Foreign officials and employees of embassies or consulates in the U.S. ("A visa" holders), and foreign officials and employees of international organizations in the U.S. ("G visa" holders) sometimes find themselves assigned to the U.S. with their families for many years. As a result, they might develop ties to the country and wonder whether they could qualify for a green card (lawful permanent residence) in spite of their "diplomatic" status. (The U.S. government does not normally accept its own nationals or permanent residents as diplomatic agents for other governments.)
Certain A and G visa holders may, in fact, qualify for a U.S. green card (under both ordinary and special immigrant categories) if they waive (give up) their diplomatic rights, privileges, and immunities.
A and G visa holders may be eligible for a green card in any of the immigrant visa categories available to other foreign citizens, but only if they waive their diplomatic rights, privileges, and immunities.
For example, if you are an employee on the administrative staff of a foreign embassy in the U.S., you probably enjoy some immunity from criminal prosecution. However, if you would like to apply for a green card based on your marriage to a U.S. citizen, you may do so only if you agree to give up your immunity and to accept liability for U.S. taxes. You are not required to abandon your position with the foreign mission.
To waive your diplomatic rights, privileges, and immunities, you would file a Form I-508, Waiver of Rights, Privileges, Exemptions and Immunities with U.S. Citizenship and Immigration Services or USCIS at the same time as you apply for your green card.
The rest of your green card application package should include (in addition to your immigrant petition, visa, or adjustment of status application, and supporting documents) a Form I-566, Interagency Record of Request.
Foreign government representatives whose duties could be described as diplomatic or semi-diplomatic in nature (whether they were granted an A-1 or A-2 visa and assigned to an embassy or consulate, or were granted a G-1 or G-2 visa and assigned to an international organization) may also qualify for a special type of green card ("Section 13") if they failed to maintain their diplomatic status, are unable to return to their home country due to compelling reasons, are otherwise admissible to the U.S., and can demonstrate good moral character.
Family members of such persons may also qualify for this benefit as dependents.
For example, foreign ambassadors could have a credible fear of returning to their home country after a coup or due to a civil war. The Section 13 option would allow such diplomats to obtain a green card without having to go through the laborious process of requesting asylum. They would not even need to file an immigrant petition (the usual first step in applying for most types of green cards). Instead, they would file an I-485 adjustment of status form, along with other forms required in this category.

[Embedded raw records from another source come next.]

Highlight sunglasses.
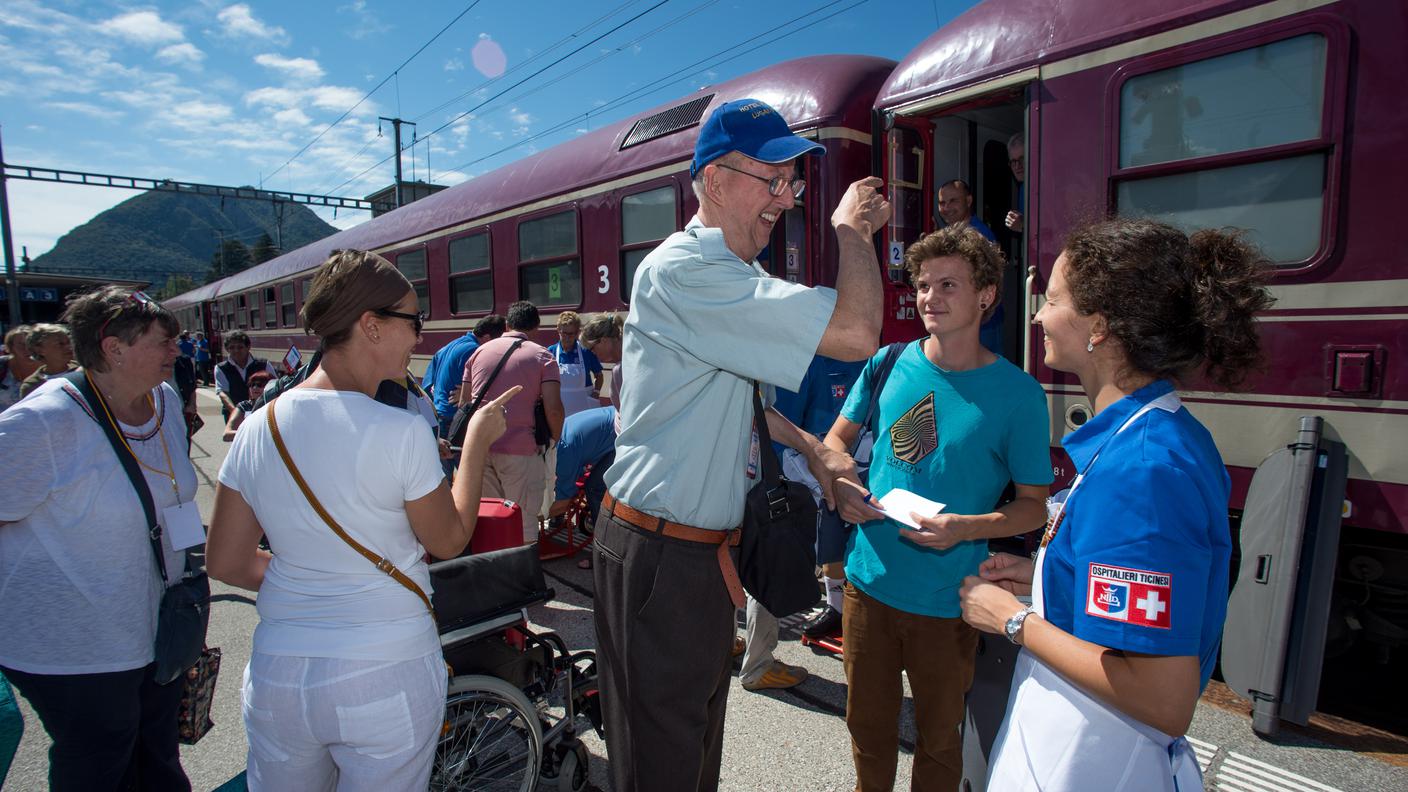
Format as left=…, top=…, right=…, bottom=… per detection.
left=97, top=292, right=156, bottom=341
left=718, top=162, right=807, bottom=199
left=372, top=309, right=425, bottom=335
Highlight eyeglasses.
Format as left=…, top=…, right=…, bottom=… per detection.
left=717, top=162, right=807, bottom=197
left=372, top=309, right=425, bottom=335
left=97, top=292, right=156, bottom=341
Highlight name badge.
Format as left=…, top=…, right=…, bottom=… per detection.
left=162, top=502, right=206, bottom=550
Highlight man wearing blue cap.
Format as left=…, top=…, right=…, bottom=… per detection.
left=594, top=99, right=890, bottom=792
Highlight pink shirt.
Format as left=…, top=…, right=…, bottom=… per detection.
left=465, top=330, right=559, bottom=457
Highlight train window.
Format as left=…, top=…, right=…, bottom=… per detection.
left=621, top=186, right=677, bottom=300
left=1114, top=32, right=1333, bottom=265
left=279, top=283, right=298, bottom=327
left=518, top=210, right=582, bottom=307
left=1119, top=34, right=1325, bottom=168
left=396, top=248, right=431, bottom=311
left=449, top=231, right=494, bottom=313
left=1115, top=154, right=1325, bottom=262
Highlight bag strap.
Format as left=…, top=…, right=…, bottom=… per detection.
left=753, top=380, right=783, bottom=490
left=59, top=371, right=170, bottom=585
left=469, top=338, right=527, bottom=413
left=265, top=402, right=435, bottom=619
left=848, top=341, right=908, bottom=457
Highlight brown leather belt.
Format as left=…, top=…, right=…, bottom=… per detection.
left=601, top=492, right=745, bottom=607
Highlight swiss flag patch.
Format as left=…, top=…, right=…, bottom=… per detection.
left=1086, top=564, right=1173, bottom=630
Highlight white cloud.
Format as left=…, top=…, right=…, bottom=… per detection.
left=273, top=107, right=313, bottom=127
left=97, top=11, right=186, bottom=47
left=338, top=0, right=391, bottom=39
left=255, top=52, right=324, bottom=82
left=156, top=41, right=206, bottom=63
left=215, top=3, right=289, bottom=41
left=44, top=101, right=122, bottom=121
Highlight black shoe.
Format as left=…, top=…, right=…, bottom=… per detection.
left=801, top=605, right=841, bottom=638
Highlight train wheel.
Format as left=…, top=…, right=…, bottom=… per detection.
left=429, top=675, right=542, bottom=792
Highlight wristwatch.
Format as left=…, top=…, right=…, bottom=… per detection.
left=1002, top=605, right=1035, bottom=645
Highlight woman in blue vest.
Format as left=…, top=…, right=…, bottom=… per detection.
left=962, top=220, right=1271, bottom=792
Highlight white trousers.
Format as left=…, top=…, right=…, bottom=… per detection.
left=242, top=652, right=448, bottom=792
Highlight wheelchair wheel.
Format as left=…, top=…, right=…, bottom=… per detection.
left=429, top=675, right=542, bottom=792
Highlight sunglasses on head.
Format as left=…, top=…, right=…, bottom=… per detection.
left=97, top=292, right=156, bottom=341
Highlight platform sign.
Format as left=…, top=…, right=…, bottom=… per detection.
left=0, top=286, right=59, bottom=303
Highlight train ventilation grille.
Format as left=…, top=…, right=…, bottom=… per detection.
left=621, top=93, right=714, bottom=151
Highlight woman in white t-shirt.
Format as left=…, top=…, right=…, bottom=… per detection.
left=0, top=286, right=192, bottom=792
left=206, top=251, right=517, bottom=789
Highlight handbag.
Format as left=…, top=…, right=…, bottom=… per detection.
left=445, top=338, right=526, bottom=448
left=265, top=400, right=433, bottom=620
left=738, top=383, right=821, bottom=619
left=176, top=647, right=220, bottom=745
left=63, top=371, right=210, bottom=685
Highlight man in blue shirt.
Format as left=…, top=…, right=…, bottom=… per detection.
left=421, top=314, right=505, bottom=437
left=826, top=225, right=1052, bottom=792
left=939, top=179, right=1004, bottom=355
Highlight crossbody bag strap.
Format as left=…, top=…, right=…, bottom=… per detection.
left=59, top=371, right=170, bottom=585
left=265, top=402, right=435, bottom=619
left=849, top=341, right=908, bottom=457
left=469, top=338, right=527, bottom=413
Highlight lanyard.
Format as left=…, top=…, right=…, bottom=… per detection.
left=1042, top=392, right=1183, bottom=548
left=83, top=369, right=180, bottom=503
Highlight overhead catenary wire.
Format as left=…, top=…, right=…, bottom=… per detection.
left=261, top=0, right=480, bottom=179
left=452, top=0, right=869, bottom=171
left=328, top=0, right=667, bottom=194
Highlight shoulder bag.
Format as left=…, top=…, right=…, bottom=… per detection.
left=63, top=371, right=220, bottom=745
left=265, top=400, right=433, bottom=620
left=446, top=338, right=527, bottom=448
left=738, top=383, right=821, bottom=619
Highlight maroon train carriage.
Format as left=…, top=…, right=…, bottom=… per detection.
left=876, top=0, right=1408, bottom=733
left=166, top=55, right=894, bottom=372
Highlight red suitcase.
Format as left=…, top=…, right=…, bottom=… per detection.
left=469, top=497, right=524, bottom=554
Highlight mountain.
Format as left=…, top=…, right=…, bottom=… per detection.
left=25, top=190, right=337, bottom=287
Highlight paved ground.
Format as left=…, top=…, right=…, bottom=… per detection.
left=4, top=390, right=1408, bottom=792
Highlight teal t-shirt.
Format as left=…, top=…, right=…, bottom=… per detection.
left=841, top=341, right=1052, bottom=619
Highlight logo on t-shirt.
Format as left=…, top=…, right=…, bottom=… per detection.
left=1086, top=564, right=1173, bottom=630
left=890, top=392, right=939, bottom=465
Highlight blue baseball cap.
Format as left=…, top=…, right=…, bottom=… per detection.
left=690, top=99, right=826, bottom=179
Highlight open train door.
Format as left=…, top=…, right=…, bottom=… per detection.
left=1222, top=416, right=1349, bottom=736
left=880, top=114, right=934, bottom=345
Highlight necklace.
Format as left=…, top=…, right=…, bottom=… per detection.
left=83, top=369, right=180, bottom=503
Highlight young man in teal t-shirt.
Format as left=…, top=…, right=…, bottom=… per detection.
left=826, top=225, right=1052, bottom=792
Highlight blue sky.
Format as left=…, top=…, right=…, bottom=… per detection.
left=0, top=0, right=972, bottom=256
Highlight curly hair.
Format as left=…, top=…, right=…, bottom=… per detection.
left=1064, top=218, right=1274, bottom=390
left=904, top=223, right=1007, bottom=321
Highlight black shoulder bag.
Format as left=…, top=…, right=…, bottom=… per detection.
left=738, top=383, right=821, bottom=619
left=63, top=371, right=210, bottom=685
left=446, top=338, right=527, bottom=448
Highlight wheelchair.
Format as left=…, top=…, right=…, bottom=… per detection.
left=429, top=544, right=603, bottom=792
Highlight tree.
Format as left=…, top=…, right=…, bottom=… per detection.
left=249, top=231, right=280, bottom=264
left=156, top=272, right=197, bottom=300
left=206, top=240, right=255, bottom=283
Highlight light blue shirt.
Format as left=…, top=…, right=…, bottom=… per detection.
left=841, top=342, right=1052, bottom=619
left=605, top=217, right=836, bottom=530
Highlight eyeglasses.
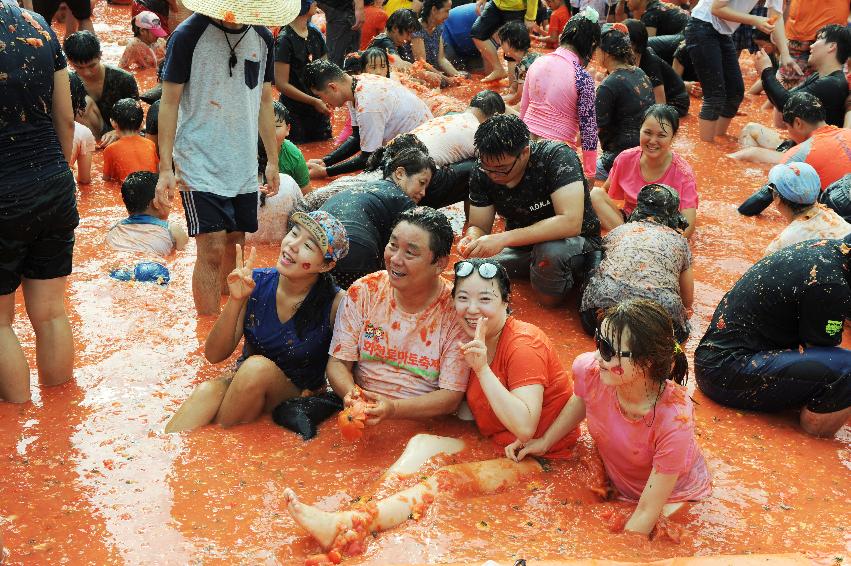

By contrast, foreign embassy employees with no formal decision-making role (or a foreign official with less compelling reasons not to return home) would be unlikely to be permitted this benefit.
Even for qualifying officials, Section 13 green cards remain extremely rare (a maximum of 50 per year) and may be granted only if it is in the national interest of the United States.
Retired officers and employees of international organizations (such as the United Nations and the World Bank) are eligible for a special type of green card if they lived in the U.S. on a G-4 or NATO-6 visa for at least 15 years (combined) before their retirement, including for at least half of the last seven years before applying for a green card. (This application must be filed on Form I-360, Petition for Amerasian, Widow(er), or Special Immigrant no later than six months after the officer or employee's retirement.)
The spouses of such international organization retirees, as well as the spouses of deceased former international organization officers or employees, may also independently qualify for a green card. In the latter case, the application must be filed no later than six months after the death of the former officer or employee.
Lastly, the unmarried sons and daughters of current or former international organization officers or employees are independently eligible for a green card if they have lived in the U.S. on a G-4 or NATO-6 visa for at least seven years (combined) between ages 5 and 21, and for at least half of the seven years before their application for the green card. (The application must be filed before they turn 25.)
Children born in the U.S. to accredited foreign diplomatic officers do not acquire U.S. citizenship at birth. Still, these children can get a green card under a special regulation, 8 C.F.R. § 101.3.
This process does not require an immigrant visa petition, but instead the I-485 adjustment of status application must be filed, along with the I-508 and I-566 as discussed above.
Various types of supporting evidence must accompany the application. Many people working in foreign embassies in the U.S. are not actually accredited foreign diplomatic officers on what the Department of State calls the "Blue List," so before you or your child file a green card application through this process, be sure to verify that the parent was definitely on this list. If the parent was not on this list, then the child is already a U.S. citizen.
These are unusual rights and remedies within U.S. immigration law, and even the government officials you deal with might not be clear on the details. Your best bet is to hire an experienced immigration attorney to analyze your situation and help you prepare the legal arguments and paperwork.